Bulan Maret 2017 ini, kami sekeluarga punya hajatan besar yaitu menikahkan putra sulung kami, tentu nya kami harus menyiapkan segala sesuatunya agar acara tersebut bisa berjalana sukses dan lancar. Kalau soal persiapan materiil, mungkin tidak begitu menjadi masalah bagi kami sekeluarga, karena jauh hari sebelumnya kami memang sudah mempersiapkannya, selain itu kami juga sudah sejak lama “menitipkan” berbagai keperluan kepada tetangga atau saudara dekat, dan kami tinggal manariknya kembali pada saat kami membutuhkannya. Bantuan dari teman dan sanak famili, Alhamdulillah juga mengalir lancar untuk meringankan beban kami, jadi meski kami bukan termasuk keluarga mampu, tapi nyaris tidak ada kendala untuk persiapan materi.
Yang kemudian membuat sedikit “ribet”, adalah masalah adat perkawinan yang harus kami pakai dalam hajatan kami ini. Secara historis, baik saya maupun isteri saya memang berdarah Jawa, tapi sudah puluhan tahun kami berdomisili di daerah Gayo dan bergaul serta berinteraksi dengan masyarakat Gayo, sementara calon menantu dan besan kami berasal dari etnis Aceh. Disinilah kemudian perlu kearifan untuk memilih prosesi adat yang akan kami jalani dalam hajatan keluarga ini. Mempertahankan adat Jawa yang menjadi warisan leluhur kami, mungkin sebuah keharusan, sementara menjunjung adat dimana kami bertempat tinggal juga tidak boleh
Dengan pertimbangan tersebut, akhirnya saya bersama isteri memutuskan untuk mengaplikasikan ketiga adat yang berbeda tersebut dalam hajatan yang akan kami gelar.
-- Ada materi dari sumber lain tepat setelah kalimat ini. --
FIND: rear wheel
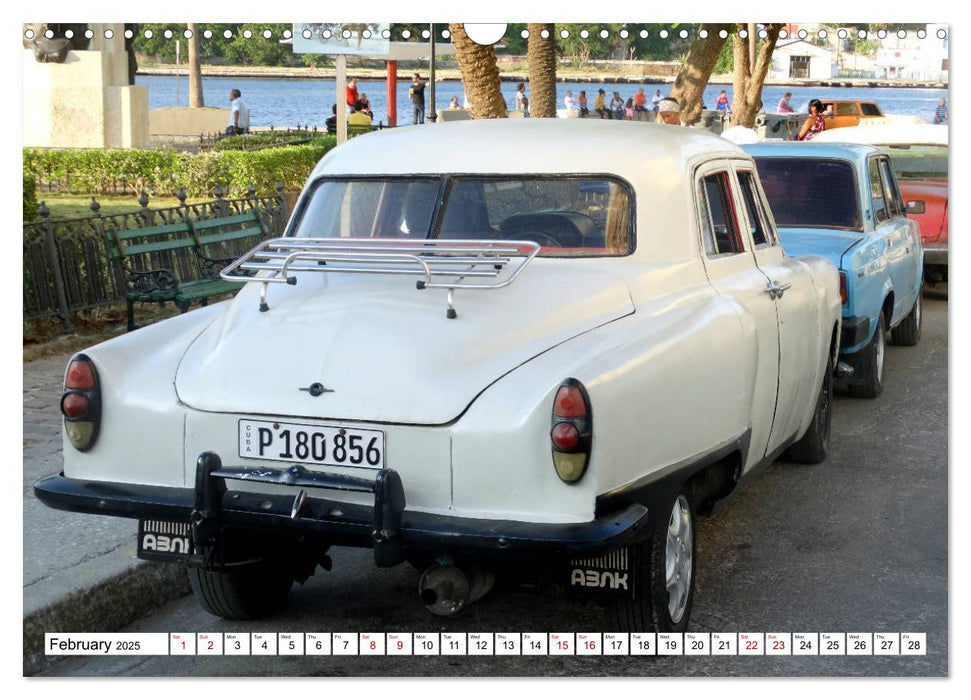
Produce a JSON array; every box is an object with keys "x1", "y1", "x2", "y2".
[
  {"x1": 189, "y1": 559, "x2": 294, "y2": 620},
  {"x1": 891, "y1": 293, "x2": 922, "y2": 346},
  {"x1": 849, "y1": 314, "x2": 886, "y2": 399},
  {"x1": 785, "y1": 355, "x2": 833, "y2": 464},
  {"x1": 614, "y1": 489, "x2": 695, "y2": 632}
]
Pepatah “Dimana bumi dipijak, disitu langit dijunjung” benar-benar ingin kami terapkan dalam acara keluarga kami, meski sebenarnya tidak ada keharusan bagi kami, tapi kami merasa harus menghormati semua adat yang ad dalam kehidupan dan lingkungan kami.
“Berguru” dengan Adat Gayo
Di Wilayah Dataran Tinggi Gayo, setiap ritual pernikahan selalu diawali dengan acara “berguru”. Acara yang sudah turun temurun dijalankan oleh masyarakat Gayo ini, akhirnya juga menjadi bagian awal dari prosesi hajatan pernikahan putra kami. Berguru sendiri merupakan adat untuk memberikan pembelajaran atau memberi pengajaran kepada calon mempelai, agar dalam mengarungi kehidupan rumah tangganya kelak bisa berjalan tenteram dan bahagia.
Disaksikan oleh sanak famili dan seluruh tetangga, acara berguru dimulai dengan penyerahan “buet” (pekerjaan selama hajatan) dari pihak keluarga kepada aparat desa yang terdiri dari Reje(Kepala Kampung), Imam Kampung dan Petue (Sesepuh Kampung). Selanjutnya aparat kampung yang diwakili oleh Reje, akan menerima pekerjaan selama hajatan tersebut kemudian menyerahkannya kepada seluruh warga untuk membantu tuan rumah sampai dengan selesainya hajatan nanti.
Tiga serangkai aparat kampung yang terdiri dari Reje, Imam dan Petue, sebagai orang yang dituakan dan dihormati di desa/kampung, juga didudukkan secara khusus diatas ampang, itu sebagai salah satu bentuk penghormatan kepada mereka. Acara ini menjadi penting, karena berisi nasehat berharga tentang bagaimana seseorang akan mengarungi kehidupan baru dalam biduk rumah tangga.Dan untuk mendo’akan keselamatan bagi calon mempelai, Imam Kampung kemudian melanjutkan acara dengan memimpin do’a.
Alhamdulillah, acara bergurupun berjalan lancar, dan satu adat Gayo telah kami jalani sebagai penghormatan kami kepada masyarakat Gayo yang menjadi bagian dari kehidupan kami.